Mike Kelley’s Memory Ware series
I’ve been thinking a lot about Mike Kelley after my recent move to L.A., since he worked at studios in neighborhoods not far from my own. Hauser & Wirth is hosting an exhibition devoted to later-period Kelley, opening November 3. The focus is on Kelley’s Memory Ware series, which finds the artist recontextualizing memories about his childhood home, the schools he attended, and so forth, as well as exploring our attachments to memory/memory objects.
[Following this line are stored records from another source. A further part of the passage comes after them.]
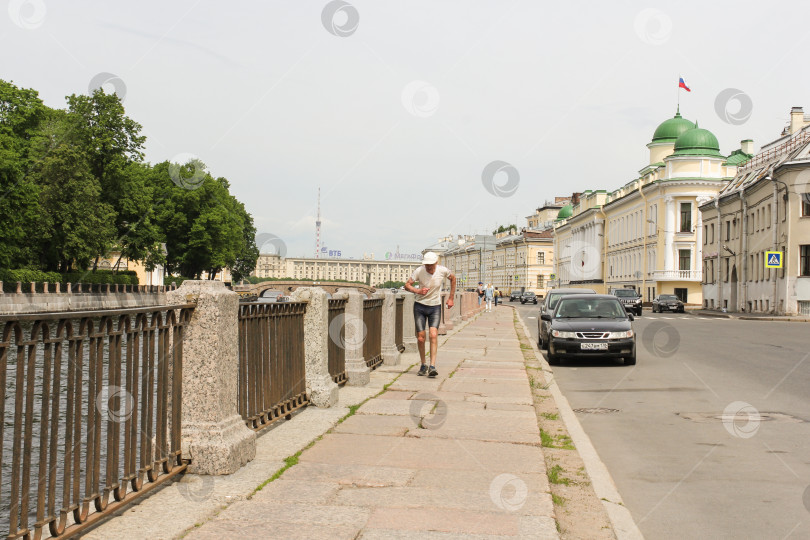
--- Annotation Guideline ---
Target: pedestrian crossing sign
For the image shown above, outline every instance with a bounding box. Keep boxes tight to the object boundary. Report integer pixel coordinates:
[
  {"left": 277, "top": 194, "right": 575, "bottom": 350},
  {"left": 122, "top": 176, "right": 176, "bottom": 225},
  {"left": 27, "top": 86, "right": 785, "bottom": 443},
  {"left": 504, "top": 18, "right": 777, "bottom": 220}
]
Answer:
[{"left": 765, "top": 251, "right": 782, "bottom": 268}]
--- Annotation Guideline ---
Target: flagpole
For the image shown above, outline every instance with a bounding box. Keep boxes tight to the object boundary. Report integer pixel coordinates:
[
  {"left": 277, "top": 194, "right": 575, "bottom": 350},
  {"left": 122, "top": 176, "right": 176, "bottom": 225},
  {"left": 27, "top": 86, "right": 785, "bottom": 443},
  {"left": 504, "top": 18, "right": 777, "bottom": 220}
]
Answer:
[{"left": 677, "top": 73, "right": 681, "bottom": 112}]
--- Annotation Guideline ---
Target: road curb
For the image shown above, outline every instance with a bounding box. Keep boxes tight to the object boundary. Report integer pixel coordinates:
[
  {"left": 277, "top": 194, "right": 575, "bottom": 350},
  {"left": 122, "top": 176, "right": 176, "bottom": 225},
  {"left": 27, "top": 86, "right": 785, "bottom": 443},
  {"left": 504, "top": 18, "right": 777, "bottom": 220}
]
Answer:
[{"left": 517, "top": 313, "right": 644, "bottom": 540}]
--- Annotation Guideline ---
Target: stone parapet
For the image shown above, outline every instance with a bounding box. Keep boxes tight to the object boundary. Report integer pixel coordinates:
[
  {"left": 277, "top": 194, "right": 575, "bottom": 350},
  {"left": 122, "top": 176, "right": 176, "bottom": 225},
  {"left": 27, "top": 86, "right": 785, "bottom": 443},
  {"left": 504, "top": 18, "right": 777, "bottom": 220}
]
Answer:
[
  {"left": 382, "top": 290, "right": 404, "bottom": 366},
  {"left": 166, "top": 280, "right": 256, "bottom": 474},
  {"left": 337, "top": 288, "right": 371, "bottom": 386},
  {"left": 292, "top": 287, "right": 338, "bottom": 407}
]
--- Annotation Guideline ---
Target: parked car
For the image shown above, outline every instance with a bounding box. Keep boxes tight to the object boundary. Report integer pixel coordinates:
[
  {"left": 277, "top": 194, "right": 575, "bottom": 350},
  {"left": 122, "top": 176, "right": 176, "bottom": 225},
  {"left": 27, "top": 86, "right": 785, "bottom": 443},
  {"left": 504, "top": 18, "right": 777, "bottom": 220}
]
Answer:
[
  {"left": 541, "top": 294, "right": 636, "bottom": 366},
  {"left": 653, "top": 294, "right": 684, "bottom": 313},
  {"left": 537, "top": 289, "right": 596, "bottom": 349},
  {"left": 520, "top": 291, "right": 537, "bottom": 304},
  {"left": 613, "top": 289, "right": 641, "bottom": 316}
]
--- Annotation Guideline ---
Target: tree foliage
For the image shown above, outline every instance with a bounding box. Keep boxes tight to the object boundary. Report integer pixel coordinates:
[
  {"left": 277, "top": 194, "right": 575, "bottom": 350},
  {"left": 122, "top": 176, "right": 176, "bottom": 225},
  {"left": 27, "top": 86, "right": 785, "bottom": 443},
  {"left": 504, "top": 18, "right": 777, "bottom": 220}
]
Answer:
[{"left": 0, "top": 80, "right": 258, "bottom": 279}]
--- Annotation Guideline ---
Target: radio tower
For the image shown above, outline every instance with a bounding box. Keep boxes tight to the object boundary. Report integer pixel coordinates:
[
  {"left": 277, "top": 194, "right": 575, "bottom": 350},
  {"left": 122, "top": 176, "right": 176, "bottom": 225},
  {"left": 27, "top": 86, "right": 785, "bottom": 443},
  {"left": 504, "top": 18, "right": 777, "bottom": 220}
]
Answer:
[{"left": 315, "top": 186, "right": 321, "bottom": 259}]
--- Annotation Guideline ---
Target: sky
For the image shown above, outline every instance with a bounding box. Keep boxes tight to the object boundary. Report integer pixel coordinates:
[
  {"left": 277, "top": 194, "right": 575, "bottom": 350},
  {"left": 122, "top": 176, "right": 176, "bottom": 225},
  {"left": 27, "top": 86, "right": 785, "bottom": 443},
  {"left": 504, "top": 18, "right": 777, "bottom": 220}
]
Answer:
[{"left": 0, "top": 0, "right": 810, "bottom": 259}]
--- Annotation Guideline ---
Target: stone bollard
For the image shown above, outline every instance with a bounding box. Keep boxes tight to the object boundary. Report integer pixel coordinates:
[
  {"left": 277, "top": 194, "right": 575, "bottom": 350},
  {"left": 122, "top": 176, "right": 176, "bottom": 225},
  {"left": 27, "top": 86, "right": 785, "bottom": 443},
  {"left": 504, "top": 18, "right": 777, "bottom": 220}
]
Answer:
[
  {"left": 442, "top": 291, "right": 456, "bottom": 334},
  {"left": 166, "top": 280, "right": 256, "bottom": 474},
  {"left": 382, "top": 290, "right": 404, "bottom": 366},
  {"left": 400, "top": 291, "right": 419, "bottom": 364},
  {"left": 291, "top": 287, "right": 338, "bottom": 407},
  {"left": 338, "top": 288, "right": 371, "bottom": 386}
]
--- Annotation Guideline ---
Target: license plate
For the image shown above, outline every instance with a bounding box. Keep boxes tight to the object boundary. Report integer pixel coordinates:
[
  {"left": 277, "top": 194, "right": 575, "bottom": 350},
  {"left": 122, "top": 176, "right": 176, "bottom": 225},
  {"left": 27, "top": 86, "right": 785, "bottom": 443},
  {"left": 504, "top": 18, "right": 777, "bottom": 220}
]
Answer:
[{"left": 580, "top": 343, "right": 607, "bottom": 351}]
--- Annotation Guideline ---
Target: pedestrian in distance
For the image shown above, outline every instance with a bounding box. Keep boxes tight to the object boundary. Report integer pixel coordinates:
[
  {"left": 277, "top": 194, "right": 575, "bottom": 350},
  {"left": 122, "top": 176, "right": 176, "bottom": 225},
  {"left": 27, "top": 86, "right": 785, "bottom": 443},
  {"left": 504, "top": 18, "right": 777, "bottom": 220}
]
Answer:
[{"left": 405, "top": 251, "right": 456, "bottom": 377}]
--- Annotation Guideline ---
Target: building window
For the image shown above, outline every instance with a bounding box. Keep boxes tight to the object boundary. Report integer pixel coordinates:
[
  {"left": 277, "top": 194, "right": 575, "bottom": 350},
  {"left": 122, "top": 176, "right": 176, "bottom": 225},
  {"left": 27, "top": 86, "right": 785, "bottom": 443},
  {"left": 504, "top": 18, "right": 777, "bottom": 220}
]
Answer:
[
  {"left": 681, "top": 203, "right": 692, "bottom": 232},
  {"left": 799, "top": 245, "right": 810, "bottom": 276},
  {"left": 678, "top": 249, "right": 692, "bottom": 270}
]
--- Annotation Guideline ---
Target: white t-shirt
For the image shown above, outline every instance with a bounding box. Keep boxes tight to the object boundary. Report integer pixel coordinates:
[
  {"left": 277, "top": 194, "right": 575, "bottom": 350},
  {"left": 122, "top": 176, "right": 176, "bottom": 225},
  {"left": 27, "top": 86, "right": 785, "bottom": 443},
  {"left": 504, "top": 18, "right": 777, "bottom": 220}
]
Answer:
[{"left": 411, "top": 264, "right": 452, "bottom": 306}]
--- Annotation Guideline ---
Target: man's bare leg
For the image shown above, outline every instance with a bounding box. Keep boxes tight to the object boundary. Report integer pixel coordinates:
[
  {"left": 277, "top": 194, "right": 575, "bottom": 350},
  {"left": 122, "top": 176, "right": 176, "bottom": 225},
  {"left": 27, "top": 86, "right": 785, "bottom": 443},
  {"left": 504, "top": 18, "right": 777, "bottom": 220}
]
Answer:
[
  {"left": 422, "top": 327, "right": 439, "bottom": 367},
  {"left": 416, "top": 328, "right": 430, "bottom": 366}
]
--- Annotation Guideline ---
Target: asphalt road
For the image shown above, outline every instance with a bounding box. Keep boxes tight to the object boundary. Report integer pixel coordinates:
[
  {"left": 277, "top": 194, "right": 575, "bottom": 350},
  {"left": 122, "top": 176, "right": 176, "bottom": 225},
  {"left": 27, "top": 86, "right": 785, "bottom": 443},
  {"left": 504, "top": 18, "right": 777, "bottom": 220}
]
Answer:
[{"left": 507, "top": 302, "right": 810, "bottom": 539}]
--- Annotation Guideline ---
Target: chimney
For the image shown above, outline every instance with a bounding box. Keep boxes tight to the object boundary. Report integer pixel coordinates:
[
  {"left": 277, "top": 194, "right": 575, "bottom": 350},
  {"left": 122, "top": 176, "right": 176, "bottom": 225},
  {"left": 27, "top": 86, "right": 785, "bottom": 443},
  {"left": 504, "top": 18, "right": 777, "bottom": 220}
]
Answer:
[{"left": 790, "top": 107, "right": 804, "bottom": 135}]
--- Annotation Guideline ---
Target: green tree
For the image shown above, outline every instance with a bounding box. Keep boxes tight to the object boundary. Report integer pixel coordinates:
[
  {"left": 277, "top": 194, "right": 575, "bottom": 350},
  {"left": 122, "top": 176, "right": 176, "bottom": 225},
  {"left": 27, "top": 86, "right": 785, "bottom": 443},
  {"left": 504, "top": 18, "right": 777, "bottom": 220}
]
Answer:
[
  {"left": 0, "top": 80, "right": 49, "bottom": 268},
  {"left": 32, "top": 121, "right": 115, "bottom": 272},
  {"left": 67, "top": 89, "right": 148, "bottom": 267}
]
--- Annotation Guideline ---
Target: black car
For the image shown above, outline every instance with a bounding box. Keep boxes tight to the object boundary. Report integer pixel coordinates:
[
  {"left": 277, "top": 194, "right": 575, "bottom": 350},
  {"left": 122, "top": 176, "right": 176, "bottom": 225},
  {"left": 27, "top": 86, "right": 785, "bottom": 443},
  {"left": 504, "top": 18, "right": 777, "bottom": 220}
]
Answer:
[
  {"left": 520, "top": 291, "right": 537, "bottom": 304},
  {"left": 541, "top": 294, "right": 636, "bottom": 366},
  {"left": 613, "top": 289, "right": 641, "bottom": 316},
  {"left": 653, "top": 294, "right": 684, "bottom": 313},
  {"left": 537, "top": 287, "right": 596, "bottom": 349}
]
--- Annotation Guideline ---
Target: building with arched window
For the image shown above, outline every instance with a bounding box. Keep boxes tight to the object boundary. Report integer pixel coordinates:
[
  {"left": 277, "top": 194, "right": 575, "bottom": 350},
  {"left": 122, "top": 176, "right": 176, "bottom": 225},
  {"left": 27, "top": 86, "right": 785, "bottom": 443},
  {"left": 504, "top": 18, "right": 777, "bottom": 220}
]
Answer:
[{"left": 554, "top": 110, "right": 753, "bottom": 305}]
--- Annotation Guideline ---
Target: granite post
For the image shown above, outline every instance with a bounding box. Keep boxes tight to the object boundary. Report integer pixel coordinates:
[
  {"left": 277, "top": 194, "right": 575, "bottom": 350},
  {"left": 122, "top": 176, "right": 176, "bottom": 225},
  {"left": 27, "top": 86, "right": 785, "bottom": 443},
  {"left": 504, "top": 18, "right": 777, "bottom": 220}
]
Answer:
[
  {"left": 400, "top": 291, "right": 419, "bottom": 357},
  {"left": 382, "top": 290, "right": 399, "bottom": 366},
  {"left": 338, "top": 288, "right": 371, "bottom": 386},
  {"left": 292, "top": 287, "right": 338, "bottom": 407},
  {"left": 166, "top": 280, "right": 256, "bottom": 474}
]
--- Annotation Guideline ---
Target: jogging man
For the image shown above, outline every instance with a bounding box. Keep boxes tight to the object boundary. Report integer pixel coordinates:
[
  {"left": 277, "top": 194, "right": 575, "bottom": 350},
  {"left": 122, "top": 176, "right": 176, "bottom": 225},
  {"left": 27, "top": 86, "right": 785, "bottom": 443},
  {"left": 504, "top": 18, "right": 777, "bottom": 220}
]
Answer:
[{"left": 405, "top": 251, "right": 456, "bottom": 377}]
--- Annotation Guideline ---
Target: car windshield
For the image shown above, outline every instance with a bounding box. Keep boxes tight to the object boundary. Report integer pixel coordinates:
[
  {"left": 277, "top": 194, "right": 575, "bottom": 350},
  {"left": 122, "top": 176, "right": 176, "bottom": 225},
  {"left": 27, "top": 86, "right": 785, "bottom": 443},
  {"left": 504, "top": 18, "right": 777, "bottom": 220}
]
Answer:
[
  {"left": 614, "top": 289, "right": 636, "bottom": 297},
  {"left": 554, "top": 297, "right": 626, "bottom": 319}
]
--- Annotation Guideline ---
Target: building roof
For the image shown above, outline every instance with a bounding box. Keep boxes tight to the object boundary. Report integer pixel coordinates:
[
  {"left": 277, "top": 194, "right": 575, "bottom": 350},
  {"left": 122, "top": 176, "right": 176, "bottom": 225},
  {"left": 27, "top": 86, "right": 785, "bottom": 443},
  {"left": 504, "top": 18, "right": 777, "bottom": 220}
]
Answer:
[
  {"left": 557, "top": 204, "right": 574, "bottom": 219},
  {"left": 652, "top": 107, "right": 696, "bottom": 143}
]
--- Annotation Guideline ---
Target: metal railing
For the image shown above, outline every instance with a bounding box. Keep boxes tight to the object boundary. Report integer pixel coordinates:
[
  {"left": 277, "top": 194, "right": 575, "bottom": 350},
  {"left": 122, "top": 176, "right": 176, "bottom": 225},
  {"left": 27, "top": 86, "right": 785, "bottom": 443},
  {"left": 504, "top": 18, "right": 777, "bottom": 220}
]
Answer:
[
  {"left": 363, "top": 298, "right": 383, "bottom": 369},
  {"left": 0, "top": 304, "right": 194, "bottom": 539},
  {"left": 394, "top": 296, "right": 405, "bottom": 352},
  {"left": 653, "top": 270, "right": 703, "bottom": 281},
  {"left": 237, "top": 302, "right": 309, "bottom": 431},
  {"left": 328, "top": 298, "right": 346, "bottom": 385}
]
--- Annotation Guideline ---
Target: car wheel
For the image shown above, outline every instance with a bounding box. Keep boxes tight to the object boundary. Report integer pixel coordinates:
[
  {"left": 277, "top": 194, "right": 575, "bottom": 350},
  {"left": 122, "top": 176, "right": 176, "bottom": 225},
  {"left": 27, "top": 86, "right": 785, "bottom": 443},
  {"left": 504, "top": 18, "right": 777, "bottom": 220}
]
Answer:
[{"left": 620, "top": 354, "right": 636, "bottom": 366}]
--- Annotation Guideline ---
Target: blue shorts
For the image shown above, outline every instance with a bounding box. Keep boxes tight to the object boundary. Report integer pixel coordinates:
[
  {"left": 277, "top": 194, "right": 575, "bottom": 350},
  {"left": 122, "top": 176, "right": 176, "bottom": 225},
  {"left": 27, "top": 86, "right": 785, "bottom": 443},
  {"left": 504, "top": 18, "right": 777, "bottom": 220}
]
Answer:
[{"left": 413, "top": 302, "right": 442, "bottom": 332}]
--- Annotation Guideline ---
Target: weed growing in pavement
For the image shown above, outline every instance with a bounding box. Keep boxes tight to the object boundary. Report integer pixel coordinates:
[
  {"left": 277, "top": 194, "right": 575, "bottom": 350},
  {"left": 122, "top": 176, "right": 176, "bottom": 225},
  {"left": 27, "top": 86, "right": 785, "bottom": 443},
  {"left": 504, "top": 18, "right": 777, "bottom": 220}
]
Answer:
[{"left": 548, "top": 465, "right": 571, "bottom": 486}]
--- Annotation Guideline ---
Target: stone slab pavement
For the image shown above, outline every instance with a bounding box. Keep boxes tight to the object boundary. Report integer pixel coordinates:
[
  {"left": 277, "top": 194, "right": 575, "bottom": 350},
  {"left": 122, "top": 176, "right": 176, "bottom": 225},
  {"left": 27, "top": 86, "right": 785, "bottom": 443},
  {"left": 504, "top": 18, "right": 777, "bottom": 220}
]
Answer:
[
  {"left": 86, "top": 310, "right": 559, "bottom": 540},
  {"left": 186, "top": 310, "right": 558, "bottom": 540}
]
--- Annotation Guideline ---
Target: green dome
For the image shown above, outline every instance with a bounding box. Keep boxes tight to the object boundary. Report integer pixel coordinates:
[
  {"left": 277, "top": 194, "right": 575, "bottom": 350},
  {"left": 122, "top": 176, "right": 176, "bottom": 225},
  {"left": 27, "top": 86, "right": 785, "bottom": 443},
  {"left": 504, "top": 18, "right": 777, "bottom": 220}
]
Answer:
[
  {"left": 652, "top": 108, "right": 696, "bottom": 143},
  {"left": 672, "top": 127, "right": 723, "bottom": 157},
  {"left": 557, "top": 204, "right": 574, "bottom": 219}
]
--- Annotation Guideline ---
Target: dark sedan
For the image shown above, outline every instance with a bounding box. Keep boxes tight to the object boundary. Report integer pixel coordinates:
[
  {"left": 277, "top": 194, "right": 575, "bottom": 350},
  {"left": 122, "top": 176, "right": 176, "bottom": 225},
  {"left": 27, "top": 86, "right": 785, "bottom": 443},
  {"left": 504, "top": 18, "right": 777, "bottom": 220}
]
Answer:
[
  {"left": 653, "top": 294, "right": 684, "bottom": 313},
  {"left": 541, "top": 294, "right": 636, "bottom": 366},
  {"left": 520, "top": 291, "right": 537, "bottom": 304}
]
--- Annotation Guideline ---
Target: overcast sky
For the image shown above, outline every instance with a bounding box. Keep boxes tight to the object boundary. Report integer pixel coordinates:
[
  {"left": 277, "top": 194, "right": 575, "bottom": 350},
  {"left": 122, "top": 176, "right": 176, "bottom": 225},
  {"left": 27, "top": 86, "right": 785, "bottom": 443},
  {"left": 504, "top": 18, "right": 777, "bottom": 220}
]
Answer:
[{"left": 0, "top": 0, "right": 810, "bottom": 258}]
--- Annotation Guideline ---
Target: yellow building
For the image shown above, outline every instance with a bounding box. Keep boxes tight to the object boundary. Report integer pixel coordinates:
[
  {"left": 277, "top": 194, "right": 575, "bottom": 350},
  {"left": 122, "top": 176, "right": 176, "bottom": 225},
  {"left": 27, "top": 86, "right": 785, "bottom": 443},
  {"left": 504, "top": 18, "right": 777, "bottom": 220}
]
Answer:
[
  {"left": 555, "top": 111, "right": 753, "bottom": 305},
  {"left": 700, "top": 107, "right": 810, "bottom": 315}
]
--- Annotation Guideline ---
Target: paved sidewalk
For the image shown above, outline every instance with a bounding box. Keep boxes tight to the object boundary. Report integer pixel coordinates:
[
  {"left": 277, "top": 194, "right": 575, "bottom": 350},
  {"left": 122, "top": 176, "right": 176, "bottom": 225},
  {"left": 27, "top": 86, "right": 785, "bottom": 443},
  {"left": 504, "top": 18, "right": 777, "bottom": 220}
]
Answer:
[{"left": 186, "top": 309, "right": 558, "bottom": 540}]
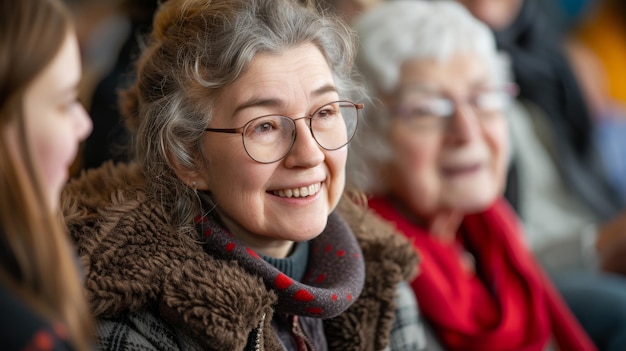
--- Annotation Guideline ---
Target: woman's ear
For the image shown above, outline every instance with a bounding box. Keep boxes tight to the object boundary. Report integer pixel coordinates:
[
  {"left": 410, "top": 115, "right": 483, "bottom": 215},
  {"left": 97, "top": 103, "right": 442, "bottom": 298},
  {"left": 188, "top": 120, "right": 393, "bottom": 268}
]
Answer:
[{"left": 169, "top": 151, "right": 209, "bottom": 191}]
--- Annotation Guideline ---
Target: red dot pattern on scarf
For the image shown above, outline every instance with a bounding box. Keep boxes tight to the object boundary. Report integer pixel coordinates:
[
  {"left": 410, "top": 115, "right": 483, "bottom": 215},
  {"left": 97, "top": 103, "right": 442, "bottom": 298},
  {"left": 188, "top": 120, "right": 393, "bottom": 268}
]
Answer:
[
  {"left": 293, "top": 289, "right": 314, "bottom": 302},
  {"left": 274, "top": 273, "right": 293, "bottom": 290},
  {"left": 246, "top": 247, "right": 261, "bottom": 260},
  {"left": 226, "top": 242, "right": 237, "bottom": 253},
  {"left": 306, "top": 307, "right": 324, "bottom": 314}
]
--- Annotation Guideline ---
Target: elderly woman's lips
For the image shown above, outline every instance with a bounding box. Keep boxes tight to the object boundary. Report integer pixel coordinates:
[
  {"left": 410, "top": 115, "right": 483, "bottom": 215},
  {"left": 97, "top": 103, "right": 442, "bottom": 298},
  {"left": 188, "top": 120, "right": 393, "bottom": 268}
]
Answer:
[
  {"left": 272, "top": 183, "right": 322, "bottom": 197},
  {"left": 442, "top": 163, "right": 482, "bottom": 177}
]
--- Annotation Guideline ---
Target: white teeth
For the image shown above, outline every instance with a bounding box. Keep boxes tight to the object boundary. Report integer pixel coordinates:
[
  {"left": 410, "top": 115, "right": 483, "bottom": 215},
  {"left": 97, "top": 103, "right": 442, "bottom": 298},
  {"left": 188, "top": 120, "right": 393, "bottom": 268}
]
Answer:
[{"left": 272, "top": 183, "right": 321, "bottom": 197}]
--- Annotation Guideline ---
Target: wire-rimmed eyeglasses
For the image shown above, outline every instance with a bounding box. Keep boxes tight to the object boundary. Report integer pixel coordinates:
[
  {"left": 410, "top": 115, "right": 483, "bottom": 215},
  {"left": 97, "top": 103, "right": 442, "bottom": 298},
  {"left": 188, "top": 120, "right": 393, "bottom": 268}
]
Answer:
[
  {"left": 204, "top": 100, "right": 363, "bottom": 163},
  {"left": 394, "top": 83, "right": 518, "bottom": 128}
]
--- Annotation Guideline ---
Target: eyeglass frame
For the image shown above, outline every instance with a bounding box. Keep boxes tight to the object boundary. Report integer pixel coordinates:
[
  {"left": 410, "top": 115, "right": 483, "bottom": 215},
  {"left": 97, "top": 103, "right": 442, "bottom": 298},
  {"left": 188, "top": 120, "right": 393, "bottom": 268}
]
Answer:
[
  {"left": 393, "top": 82, "right": 519, "bottom": 125},
  {"left": 204, "top": 100, "right": 365, "bottom": 164}
]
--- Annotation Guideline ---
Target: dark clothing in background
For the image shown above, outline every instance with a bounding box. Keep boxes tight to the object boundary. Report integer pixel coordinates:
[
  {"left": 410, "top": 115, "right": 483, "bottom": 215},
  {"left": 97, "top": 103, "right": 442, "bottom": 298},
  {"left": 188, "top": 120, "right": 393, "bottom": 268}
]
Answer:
[{"left": 495, "top": 0, "right": 624, "bottom": 220}]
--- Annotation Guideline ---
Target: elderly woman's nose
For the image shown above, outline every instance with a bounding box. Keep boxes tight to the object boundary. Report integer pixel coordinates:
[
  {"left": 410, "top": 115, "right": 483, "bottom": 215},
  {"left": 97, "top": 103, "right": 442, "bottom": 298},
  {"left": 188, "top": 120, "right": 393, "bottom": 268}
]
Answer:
[
  {"left": 285, "top": 118, "right": 324, "bottom": 167},
  {"left": 446, "top": 103, "right": 482, "bottom": 143}
]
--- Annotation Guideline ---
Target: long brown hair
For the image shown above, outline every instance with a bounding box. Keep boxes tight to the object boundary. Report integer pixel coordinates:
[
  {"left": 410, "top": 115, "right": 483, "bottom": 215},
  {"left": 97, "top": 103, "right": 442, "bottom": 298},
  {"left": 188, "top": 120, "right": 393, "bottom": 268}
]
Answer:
[{"left": 0, "top": 0, "right": 92, "bottom": 350}]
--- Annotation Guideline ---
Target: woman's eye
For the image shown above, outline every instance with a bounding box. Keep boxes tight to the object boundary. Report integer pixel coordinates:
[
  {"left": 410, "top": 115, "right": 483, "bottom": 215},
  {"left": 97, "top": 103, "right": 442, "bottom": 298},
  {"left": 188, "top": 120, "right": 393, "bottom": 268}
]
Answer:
[
  {"left": 313, "top": 107, "right": 336, "bottom": 118},
  {"left": 254, "top": 122, "right": 274, "bottom": 133}
]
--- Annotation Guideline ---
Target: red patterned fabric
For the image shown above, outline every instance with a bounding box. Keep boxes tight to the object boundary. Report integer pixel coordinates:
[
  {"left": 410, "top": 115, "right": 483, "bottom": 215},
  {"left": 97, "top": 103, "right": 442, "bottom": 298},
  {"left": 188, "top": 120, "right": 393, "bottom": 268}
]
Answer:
[{"left": 369, "top": 198, "right": 596, "bottom": 351}]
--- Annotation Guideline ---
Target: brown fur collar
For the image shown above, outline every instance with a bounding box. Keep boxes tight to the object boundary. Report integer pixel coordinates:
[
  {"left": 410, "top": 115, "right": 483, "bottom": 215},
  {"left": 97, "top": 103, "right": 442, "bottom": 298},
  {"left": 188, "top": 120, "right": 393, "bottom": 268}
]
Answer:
[{"left": 62, "top": 163, "right": 417, "bottom": 350}]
From the exhibition press release:
“Kelley borrowed the phrase ‘memory ware’ from a type of folk art popular in black communities of the American South and in Victorian Britain, in which the surfaces of common household vessels – bottles, vases, lamps – are covered with such small personal items and keepsakes as keys, buttons, shells, and beads in a matrix of clay. Kelley first encountered examples of the genre at a Toronto antiques fair in 2000, where he purchased a memory ware bottle. Given his existing interest in remembrance and in re-purposing materials with prior histories, as well as his long-term engagement with the aesthetics of craft and folk art, Kelley recognized in this find the possibilities for developing new works that deployed the memory ware aesthetic towards very different ends.”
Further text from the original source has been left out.